Prior to Week 17 of the 2015 season, the franchise had never been in a position to rest key players entering the postseason.
“We will approach this game as if it were Game 1 of the season,” Arians said Monday, via Darren Urban of the team’s official website. “We don’t want to set a pattern of different behavior.”
The Cardinals still have a chance at the NFC’s top seed should the Carolina Panthers stumble for a second straight week versus a lesser opponent. Both NFC superpowers tee off at 4:25 ET, which means Arizona won’t know the stakes when they take the field.
Arians has no plans to pull his starters at halftime. In fact, he insists the decision is based on his guiding philosophy — not the opportunity for the No. 1 seed.
“We are playing so well right now,” Arians explained. “I don’t want to change any way we prepare.

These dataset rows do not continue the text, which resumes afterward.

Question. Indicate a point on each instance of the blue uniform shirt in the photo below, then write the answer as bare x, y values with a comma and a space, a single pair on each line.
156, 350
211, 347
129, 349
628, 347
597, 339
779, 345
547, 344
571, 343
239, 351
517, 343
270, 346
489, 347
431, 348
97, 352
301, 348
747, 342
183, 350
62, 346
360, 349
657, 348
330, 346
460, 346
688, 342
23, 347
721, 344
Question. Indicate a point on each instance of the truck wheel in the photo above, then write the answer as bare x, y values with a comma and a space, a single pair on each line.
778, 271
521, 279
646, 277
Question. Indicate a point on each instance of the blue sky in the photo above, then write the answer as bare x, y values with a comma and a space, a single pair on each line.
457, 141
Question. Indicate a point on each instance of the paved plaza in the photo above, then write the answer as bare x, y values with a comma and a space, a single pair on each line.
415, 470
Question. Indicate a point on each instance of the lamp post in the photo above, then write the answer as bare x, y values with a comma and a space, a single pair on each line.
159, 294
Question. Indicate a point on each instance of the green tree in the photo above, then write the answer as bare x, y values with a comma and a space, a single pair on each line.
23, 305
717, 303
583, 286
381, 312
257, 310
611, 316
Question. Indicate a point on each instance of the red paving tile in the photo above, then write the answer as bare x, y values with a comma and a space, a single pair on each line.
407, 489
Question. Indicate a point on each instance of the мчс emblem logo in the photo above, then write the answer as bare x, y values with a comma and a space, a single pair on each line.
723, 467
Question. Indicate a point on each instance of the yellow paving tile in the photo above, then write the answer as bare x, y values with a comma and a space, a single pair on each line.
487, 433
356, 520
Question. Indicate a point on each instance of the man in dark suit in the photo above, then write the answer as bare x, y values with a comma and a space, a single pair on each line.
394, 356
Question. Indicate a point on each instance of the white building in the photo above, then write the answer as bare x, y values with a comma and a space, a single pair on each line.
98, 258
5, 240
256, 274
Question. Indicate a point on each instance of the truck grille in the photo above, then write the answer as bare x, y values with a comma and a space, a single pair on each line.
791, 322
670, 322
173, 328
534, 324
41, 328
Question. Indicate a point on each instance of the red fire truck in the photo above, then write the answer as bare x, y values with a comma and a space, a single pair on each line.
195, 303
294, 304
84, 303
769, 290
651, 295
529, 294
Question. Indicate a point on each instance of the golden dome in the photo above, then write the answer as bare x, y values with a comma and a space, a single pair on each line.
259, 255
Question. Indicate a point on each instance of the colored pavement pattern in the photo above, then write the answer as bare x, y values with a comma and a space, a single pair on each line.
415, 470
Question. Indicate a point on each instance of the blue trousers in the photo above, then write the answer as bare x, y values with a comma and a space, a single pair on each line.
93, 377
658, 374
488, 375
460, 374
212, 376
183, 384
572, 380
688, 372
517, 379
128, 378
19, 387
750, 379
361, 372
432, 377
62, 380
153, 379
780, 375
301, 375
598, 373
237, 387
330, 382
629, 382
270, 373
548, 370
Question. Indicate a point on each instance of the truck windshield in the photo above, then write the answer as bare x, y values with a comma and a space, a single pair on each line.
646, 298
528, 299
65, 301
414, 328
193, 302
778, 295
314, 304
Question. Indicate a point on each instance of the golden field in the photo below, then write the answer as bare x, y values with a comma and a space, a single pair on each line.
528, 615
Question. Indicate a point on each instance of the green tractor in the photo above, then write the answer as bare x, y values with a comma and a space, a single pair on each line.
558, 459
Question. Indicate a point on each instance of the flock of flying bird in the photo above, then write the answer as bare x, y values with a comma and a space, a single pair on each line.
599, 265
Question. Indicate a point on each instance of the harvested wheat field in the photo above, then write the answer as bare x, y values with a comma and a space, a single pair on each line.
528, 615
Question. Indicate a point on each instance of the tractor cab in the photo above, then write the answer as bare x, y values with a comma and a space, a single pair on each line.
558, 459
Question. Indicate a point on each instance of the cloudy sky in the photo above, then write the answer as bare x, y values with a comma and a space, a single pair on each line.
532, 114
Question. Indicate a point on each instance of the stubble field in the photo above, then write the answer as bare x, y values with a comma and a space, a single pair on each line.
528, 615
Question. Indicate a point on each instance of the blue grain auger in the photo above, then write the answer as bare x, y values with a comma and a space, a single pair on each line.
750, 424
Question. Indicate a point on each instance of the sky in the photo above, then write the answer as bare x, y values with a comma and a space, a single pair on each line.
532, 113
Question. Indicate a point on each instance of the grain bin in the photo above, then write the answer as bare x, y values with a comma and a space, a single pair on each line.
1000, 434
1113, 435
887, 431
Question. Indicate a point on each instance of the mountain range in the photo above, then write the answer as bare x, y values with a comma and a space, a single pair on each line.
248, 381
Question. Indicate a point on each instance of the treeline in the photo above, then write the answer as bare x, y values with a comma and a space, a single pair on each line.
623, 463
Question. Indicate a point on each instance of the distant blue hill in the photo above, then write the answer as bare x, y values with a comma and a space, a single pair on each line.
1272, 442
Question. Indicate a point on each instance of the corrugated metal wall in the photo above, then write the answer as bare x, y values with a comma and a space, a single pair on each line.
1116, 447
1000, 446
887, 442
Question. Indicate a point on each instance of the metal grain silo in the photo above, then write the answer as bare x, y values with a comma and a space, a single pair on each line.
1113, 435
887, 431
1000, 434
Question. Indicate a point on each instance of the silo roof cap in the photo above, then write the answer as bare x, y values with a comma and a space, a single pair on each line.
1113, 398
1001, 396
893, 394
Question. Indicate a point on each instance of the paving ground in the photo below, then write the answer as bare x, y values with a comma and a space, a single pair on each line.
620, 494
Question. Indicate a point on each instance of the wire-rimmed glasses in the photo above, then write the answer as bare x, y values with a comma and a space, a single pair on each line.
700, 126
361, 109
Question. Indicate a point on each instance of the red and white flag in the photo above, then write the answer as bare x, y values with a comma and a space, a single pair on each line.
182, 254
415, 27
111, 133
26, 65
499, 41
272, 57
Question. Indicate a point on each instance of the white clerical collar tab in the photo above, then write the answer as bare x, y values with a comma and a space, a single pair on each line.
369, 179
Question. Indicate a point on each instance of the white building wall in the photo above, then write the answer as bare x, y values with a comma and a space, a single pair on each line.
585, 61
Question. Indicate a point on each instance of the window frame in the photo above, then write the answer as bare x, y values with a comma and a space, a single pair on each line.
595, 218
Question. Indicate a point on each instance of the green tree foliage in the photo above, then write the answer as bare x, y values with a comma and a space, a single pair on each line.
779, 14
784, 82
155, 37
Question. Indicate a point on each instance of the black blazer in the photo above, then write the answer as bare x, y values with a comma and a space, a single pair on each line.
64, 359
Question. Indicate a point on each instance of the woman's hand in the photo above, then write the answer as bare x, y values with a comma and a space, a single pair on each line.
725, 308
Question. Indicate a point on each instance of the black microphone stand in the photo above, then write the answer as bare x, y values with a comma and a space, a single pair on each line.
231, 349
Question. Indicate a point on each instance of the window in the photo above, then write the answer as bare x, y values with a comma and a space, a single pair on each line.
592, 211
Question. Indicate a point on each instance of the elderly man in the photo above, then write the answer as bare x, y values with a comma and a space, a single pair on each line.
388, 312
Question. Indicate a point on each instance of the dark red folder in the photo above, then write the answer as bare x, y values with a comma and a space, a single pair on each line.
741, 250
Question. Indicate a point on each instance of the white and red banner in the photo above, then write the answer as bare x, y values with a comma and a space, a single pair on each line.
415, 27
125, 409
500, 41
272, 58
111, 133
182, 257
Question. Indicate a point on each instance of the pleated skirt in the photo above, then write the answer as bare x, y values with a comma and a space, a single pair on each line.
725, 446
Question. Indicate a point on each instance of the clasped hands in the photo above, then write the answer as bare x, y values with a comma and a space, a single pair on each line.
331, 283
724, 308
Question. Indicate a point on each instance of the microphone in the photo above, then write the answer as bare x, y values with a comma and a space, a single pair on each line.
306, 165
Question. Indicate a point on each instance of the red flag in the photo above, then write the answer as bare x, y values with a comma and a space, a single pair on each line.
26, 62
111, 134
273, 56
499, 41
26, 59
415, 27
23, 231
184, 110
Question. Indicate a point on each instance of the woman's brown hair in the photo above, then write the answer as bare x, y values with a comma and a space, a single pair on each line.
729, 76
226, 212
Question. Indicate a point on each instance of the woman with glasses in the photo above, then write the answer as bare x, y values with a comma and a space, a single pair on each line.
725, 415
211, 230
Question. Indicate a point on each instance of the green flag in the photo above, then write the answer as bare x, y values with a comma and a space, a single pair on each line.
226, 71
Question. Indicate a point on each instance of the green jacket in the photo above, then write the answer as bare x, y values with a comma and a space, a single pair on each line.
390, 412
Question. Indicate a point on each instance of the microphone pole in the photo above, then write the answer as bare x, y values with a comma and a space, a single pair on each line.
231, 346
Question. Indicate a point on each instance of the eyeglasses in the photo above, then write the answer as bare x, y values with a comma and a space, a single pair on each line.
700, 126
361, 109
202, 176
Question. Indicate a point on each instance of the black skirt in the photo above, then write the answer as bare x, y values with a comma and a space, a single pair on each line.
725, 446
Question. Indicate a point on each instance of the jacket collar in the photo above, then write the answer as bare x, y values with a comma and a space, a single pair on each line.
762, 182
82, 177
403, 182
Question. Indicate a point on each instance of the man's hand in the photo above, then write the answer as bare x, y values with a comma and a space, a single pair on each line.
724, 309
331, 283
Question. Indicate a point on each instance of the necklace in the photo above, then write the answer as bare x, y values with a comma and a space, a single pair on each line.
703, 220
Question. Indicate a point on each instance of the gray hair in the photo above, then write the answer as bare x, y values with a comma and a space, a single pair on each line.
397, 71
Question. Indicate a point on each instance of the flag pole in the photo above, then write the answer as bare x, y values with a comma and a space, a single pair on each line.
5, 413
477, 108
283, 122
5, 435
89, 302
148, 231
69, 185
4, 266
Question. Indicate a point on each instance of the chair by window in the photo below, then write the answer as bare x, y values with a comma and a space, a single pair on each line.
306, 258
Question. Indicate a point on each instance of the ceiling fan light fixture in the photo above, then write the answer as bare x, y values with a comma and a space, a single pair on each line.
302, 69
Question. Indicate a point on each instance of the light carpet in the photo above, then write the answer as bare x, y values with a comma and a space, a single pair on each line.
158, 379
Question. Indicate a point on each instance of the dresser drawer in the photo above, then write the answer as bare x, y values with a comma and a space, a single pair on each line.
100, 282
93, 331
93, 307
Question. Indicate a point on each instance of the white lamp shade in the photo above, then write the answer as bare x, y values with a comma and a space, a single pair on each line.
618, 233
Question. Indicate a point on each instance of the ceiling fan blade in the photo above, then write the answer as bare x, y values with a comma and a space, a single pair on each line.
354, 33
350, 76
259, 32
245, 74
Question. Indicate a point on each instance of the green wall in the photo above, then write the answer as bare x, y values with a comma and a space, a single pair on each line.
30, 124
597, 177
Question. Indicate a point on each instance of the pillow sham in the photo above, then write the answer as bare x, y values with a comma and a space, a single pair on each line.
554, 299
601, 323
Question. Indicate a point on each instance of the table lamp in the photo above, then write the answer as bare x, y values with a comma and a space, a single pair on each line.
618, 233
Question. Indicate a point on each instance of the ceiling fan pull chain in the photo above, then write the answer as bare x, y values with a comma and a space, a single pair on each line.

We know we will get a week to rest anyway. We’ll get plenty of rest.”
Arians believes some players “get very stale quickly,” which is a concern Panthers coach Ron Rivera has shared in previous weeks.
The Indianapolis Colts of the Bill Polian-Tony Dungy era created a stir last decade for resting their stars late in the season. The NFL has since created flex scheduling to discourage the practice.
“We’re here to play,” veteran defensive tackle Cory Redding said. “We signed up for 16 games at the beginning of the season. We didn’t sign up for 15, sign up for 12. We signed up for 16.”
Wide receiver Michael Floyd sees this week’s showdown with the NFC West rival Seahawks as a “statement game.” Similarly, Pro Bowl defensive end Calais Campbell doesn’t want to upset the flowing momentum of a 78-25 point differential over the past two weeks.
It’s no surprise, then, that he’s willing to risk injuries to win a game that has been on his team’s schedule since early last offseason.
“I’m never going to line up to lose,” Arians emphasized. “If we rested three starters, I would expect to win no matter who they were. So why rest them?”